Antlr 3.3 return values in java

Question

I try to figure out how to get values from the parser. My input is 'play the who' and it should return a string with 'the who'.

Sample.g:

text returns [String value]
 : speech = wordExp space name {$value = $speech.text;}
 ;

name returns [String value] 
 : SongArtist = WORD (space WORD)*  {$value = $SongArtist.text;}
 ;

wordExp returns [String value] 
 : command = PLAY {$value = $command.text;} | command = SEARCH {$value = $command.text;}
 ; 

PLAY   : 'play';
SEARCH : 'search';
space : ' ';

WORD : ( 'a'..'z' | 'A'..'Z' )*; 


WS  
 : ('\t' | '\r'| '\n') {$channel=HIDDEN;}
 ;

If I enter 'play the who' that tree comes up:

http://i.stack.imgur.com/ET61P.png

I created a Java file to catch the output. If I call parser.wordExp() I supposed to get 'the who', but it returns the object and this EOF failure (see the output below). parser.text() returns 'play'.

import org.antlr.runtime.*;

import a.b.c.SampleLexer;
import a.b.c.SampleParser;

public class Main {
    public static void main(String[] args) throws Exception {
        ANTLRStringStream in = new ANTLRStringStream("play the who");

        SampleLexer lexer = new SampleLexer(in);
        CommonTokenStream tokens = new CommonTokenStream(lexer);
        SampleParser parser = new SampleParser(tokens);

        System.out.println(parser.text());
        System.out.println(parser.wordExp());
    }
}

The console return this:

play
a.b.c.SampleParser$wordExp_return@1d0ca25a
line 1:12 no viable alternative at input '<EOF>'

How can I catch 'the who'? It is weird for me why I can not catch this string.

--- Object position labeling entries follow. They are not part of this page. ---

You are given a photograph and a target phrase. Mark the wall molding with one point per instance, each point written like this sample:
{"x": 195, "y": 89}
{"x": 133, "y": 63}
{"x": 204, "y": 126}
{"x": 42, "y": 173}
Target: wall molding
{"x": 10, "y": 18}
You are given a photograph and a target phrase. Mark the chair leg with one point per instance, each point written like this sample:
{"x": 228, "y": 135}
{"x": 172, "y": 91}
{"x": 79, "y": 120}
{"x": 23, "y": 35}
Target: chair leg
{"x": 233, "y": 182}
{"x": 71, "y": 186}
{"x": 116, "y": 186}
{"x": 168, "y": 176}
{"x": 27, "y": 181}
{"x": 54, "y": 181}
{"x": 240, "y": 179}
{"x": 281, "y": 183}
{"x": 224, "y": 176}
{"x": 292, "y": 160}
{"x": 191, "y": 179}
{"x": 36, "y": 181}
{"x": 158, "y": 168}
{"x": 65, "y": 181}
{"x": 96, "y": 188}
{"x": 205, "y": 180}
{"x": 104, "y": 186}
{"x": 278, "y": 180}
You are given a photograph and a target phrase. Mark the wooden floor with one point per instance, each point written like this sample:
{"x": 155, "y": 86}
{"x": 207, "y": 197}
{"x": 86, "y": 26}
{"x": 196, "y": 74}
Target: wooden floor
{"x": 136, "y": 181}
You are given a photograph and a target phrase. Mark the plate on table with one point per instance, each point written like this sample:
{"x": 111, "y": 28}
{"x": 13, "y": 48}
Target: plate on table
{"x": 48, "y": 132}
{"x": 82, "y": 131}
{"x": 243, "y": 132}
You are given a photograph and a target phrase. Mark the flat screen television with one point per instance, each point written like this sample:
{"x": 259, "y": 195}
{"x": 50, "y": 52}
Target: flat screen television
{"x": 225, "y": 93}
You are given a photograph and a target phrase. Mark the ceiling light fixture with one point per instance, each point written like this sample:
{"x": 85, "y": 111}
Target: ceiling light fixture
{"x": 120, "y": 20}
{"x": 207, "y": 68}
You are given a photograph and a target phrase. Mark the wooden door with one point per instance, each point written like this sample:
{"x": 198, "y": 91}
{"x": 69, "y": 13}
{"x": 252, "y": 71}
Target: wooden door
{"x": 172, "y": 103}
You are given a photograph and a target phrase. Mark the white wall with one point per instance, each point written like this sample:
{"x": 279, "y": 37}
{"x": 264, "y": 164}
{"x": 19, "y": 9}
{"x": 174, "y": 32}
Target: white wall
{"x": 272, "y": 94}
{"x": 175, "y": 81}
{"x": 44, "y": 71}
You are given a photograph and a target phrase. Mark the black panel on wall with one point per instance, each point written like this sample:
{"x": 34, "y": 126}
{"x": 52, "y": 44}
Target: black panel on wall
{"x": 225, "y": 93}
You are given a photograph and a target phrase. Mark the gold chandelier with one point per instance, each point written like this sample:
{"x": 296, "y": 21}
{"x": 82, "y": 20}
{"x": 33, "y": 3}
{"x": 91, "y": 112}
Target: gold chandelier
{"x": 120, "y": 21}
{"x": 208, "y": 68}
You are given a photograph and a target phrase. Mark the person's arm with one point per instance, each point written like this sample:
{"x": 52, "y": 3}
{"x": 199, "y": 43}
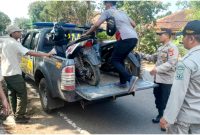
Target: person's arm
{"x": 149, "y": 57}
{"x": 38, "y": 54}
{"x": 171, "y": 62}
{"x": 94, "y": 27}
{"x": 132, "y": 22}
{"x": 6, "y": 107}
{"x": 178, "y": 92}
{"x": 25, "y": 51}
{"x": 97, "y": 24}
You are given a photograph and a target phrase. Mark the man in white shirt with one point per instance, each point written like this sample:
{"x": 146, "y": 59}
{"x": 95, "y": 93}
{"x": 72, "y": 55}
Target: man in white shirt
{"x": 12, "y": 50}
{"x": 182, "y": 112}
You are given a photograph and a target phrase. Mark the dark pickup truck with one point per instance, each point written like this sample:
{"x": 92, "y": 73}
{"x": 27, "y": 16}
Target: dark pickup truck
{"x": 55, "y": 76}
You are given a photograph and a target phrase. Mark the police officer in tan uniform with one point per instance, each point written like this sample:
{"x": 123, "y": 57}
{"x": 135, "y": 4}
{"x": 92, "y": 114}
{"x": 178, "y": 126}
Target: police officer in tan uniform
{"x": 163, "y": 72}
{"x": 183, "y": 107}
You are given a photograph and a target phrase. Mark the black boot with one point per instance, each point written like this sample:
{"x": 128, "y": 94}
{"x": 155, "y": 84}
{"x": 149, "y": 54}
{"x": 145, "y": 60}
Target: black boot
{"x": 158, "y": 117}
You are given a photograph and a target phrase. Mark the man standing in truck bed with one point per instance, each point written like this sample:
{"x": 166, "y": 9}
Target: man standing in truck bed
{"x": 12, "y": 50}
{"x": 163, "y": 72}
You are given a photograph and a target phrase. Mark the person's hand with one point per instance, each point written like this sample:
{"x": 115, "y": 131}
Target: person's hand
{"x": 163, "y": 123}
{"x": 49, "y": 54}
{"x": 83, "y": 35}
{"x": 153, "y": 71}
{"x": 6, "y": 107}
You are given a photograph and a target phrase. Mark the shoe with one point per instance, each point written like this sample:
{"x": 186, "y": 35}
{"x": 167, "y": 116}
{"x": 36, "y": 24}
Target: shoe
{"x": 163, "y": 129}
{"x": 9, "y": 122}
{"x": 23, "y": 119}
{"x": 157, "y": 119}
{"x": 132, "y": 83}
{"x": 121, "y": 85}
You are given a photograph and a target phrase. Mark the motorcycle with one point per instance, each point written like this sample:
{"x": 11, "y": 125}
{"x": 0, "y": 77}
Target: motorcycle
{"x": 132, "y": 61}
{"x": 86, "y": 60}
{"x": 104, "y": 52}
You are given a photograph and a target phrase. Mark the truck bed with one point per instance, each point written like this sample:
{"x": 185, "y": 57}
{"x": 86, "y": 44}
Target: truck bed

The interpreter creates the tree correctly.

Answer 1

First, in your grammar, speech only gets assigned the return value of parser rule wordExp . If you want to manipulate the return value of rule name as well, you can do this with an additional variable like the example below.

text returns [String value]
 : a=wordExp space b=name {$value = $a.text+" "+$b.text;}
 ;

Second, invoking parser.text() parses the entire input. A second invocation (in your case parser.wordExp() ) thus finds EOF. If you remove the second call the no viable alternative at input 'EOF' goes away.

There may be a better way to do this, but in the meantime this may help you out.